Our camp on the second night was in the middle of the dunes and Amanda and I trekked to the top to watch the sunset while dinner was prepared. It was really beautiful to see and the photos I took do it justice. After the sunset we headed back to camp and cracked open the beers. After an hour of merry discourse we were joined by some gypsy dancers who obviously prowl the dunes in search of tourists. They wanted to do dances for us but we couldn't be arsed. Instead they sang which can only be compared to drowning cats or chalk being dragged down a blackboard. They got the hint and b*****ed off. After that interlude, our dinner arrived and the starters of meat looked really succulent and ready to eat. Only after I jumped in and devoured a load did I realise it was the Goats Liver!!! I hid my grimace for Chenna who evidently wanted us to love it. "mmm nice" we both said. The meat curry he made though made up for it despite being a bit tough and the beers rounded off a good evening. Word of caution, don't wonder off into the dunes to go to the loo after a few beers. I managed to fall head first down a sand dune and the climb back up was bloody hard after 3 Kingfishers.
That night as before, we camped in the open air under the stars and the milky way and it rounded off what was a brilliant trek. The next day was a solid trek back to our pick up point. At this stage the novelty of riding a camel had well and truly worn off and Amanda, classy bird that she is, "cracked the s***s" (got annoyed) and walked the last stage before lunch uttering obscenities left right and centre! It was all good though as we had a chapatti lesson from Chenna and helped to make our lunch. I'll make some when I get home to prove it. When we reached the pick up point, an elderly character driving the jeep resembled Uncle Albert and it just rounded off the whole trip.
Getting back to Jaisalmer, we decided to stay in Del Boys gaff in the fort. Thankfully it was no Nelson Mandela House and actually quite a nice hotel for 100 rupees a night (about 1 pound 25p). I soon realised why it was so cheap though as we had no leccy for most of the stay and then no water after our first shower. Bloody Delboy. We spent the next couple of days just hanging around. I also got intimately acquainted with the toilet during my stay as our desert food obviously didn't agree with me. I reckon it was Delboys Chapatis.

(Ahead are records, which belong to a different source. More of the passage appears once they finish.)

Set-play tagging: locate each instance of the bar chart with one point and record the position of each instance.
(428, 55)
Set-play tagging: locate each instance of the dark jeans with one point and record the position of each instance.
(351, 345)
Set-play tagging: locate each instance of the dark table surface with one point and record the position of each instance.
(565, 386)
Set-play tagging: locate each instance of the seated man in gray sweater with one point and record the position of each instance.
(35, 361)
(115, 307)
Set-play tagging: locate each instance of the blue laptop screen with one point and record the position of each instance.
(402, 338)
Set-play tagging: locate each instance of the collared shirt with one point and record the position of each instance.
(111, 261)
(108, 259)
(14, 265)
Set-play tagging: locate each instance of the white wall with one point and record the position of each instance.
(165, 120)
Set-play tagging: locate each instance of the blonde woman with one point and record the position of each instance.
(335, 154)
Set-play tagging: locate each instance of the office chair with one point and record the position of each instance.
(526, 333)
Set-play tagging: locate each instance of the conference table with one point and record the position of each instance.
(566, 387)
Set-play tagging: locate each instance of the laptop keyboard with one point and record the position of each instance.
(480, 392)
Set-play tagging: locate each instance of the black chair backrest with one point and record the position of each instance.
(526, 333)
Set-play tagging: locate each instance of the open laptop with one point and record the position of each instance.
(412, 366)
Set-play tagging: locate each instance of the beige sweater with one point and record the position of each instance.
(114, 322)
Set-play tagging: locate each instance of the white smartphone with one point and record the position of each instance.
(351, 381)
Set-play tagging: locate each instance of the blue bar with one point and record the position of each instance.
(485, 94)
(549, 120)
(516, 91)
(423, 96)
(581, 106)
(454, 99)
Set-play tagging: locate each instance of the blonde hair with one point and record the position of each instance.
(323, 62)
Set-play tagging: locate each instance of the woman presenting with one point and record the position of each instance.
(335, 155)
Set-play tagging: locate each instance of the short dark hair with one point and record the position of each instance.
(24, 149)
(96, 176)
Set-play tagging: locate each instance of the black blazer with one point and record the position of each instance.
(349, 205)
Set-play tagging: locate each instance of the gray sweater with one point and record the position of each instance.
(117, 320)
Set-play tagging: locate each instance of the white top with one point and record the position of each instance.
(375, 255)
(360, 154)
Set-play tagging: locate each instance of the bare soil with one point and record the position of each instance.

However the inevitable moment came for me to return to Delhi and I wasn't looking forward to it. I got in this morning after a long cold train journey and as usual I didn't get any sleep due to the constant dawn chorus of hocking, coughing, belching, farting and talking loudly at 1-5am from my fellow passengers. I acted like a proper Englishman and Hurumphed about it but didn't actually say anything. Need to be more assertive in future The icing on the cake came this morning when I realised somebody had knicked my hat . I hate this city! Anyway it's all good as I head to Thailand on Wednesday and I plan to do no sightseeing and plenty of eating here so that should be limited hassle
Thanks for your messages guys, i'm glad my misery keeps you all entertained.
So that's the Indian Subcontinent tackled. Nepal was awesome but India......hmmmm. I cant deny that we have a love/hate relationship, but I'm glad Ive visited and that I came back after Nepal. Thanks for the persuasion Sarah. I recommend everywhere except Delhi. Who knows I may be back one day to tackle the south.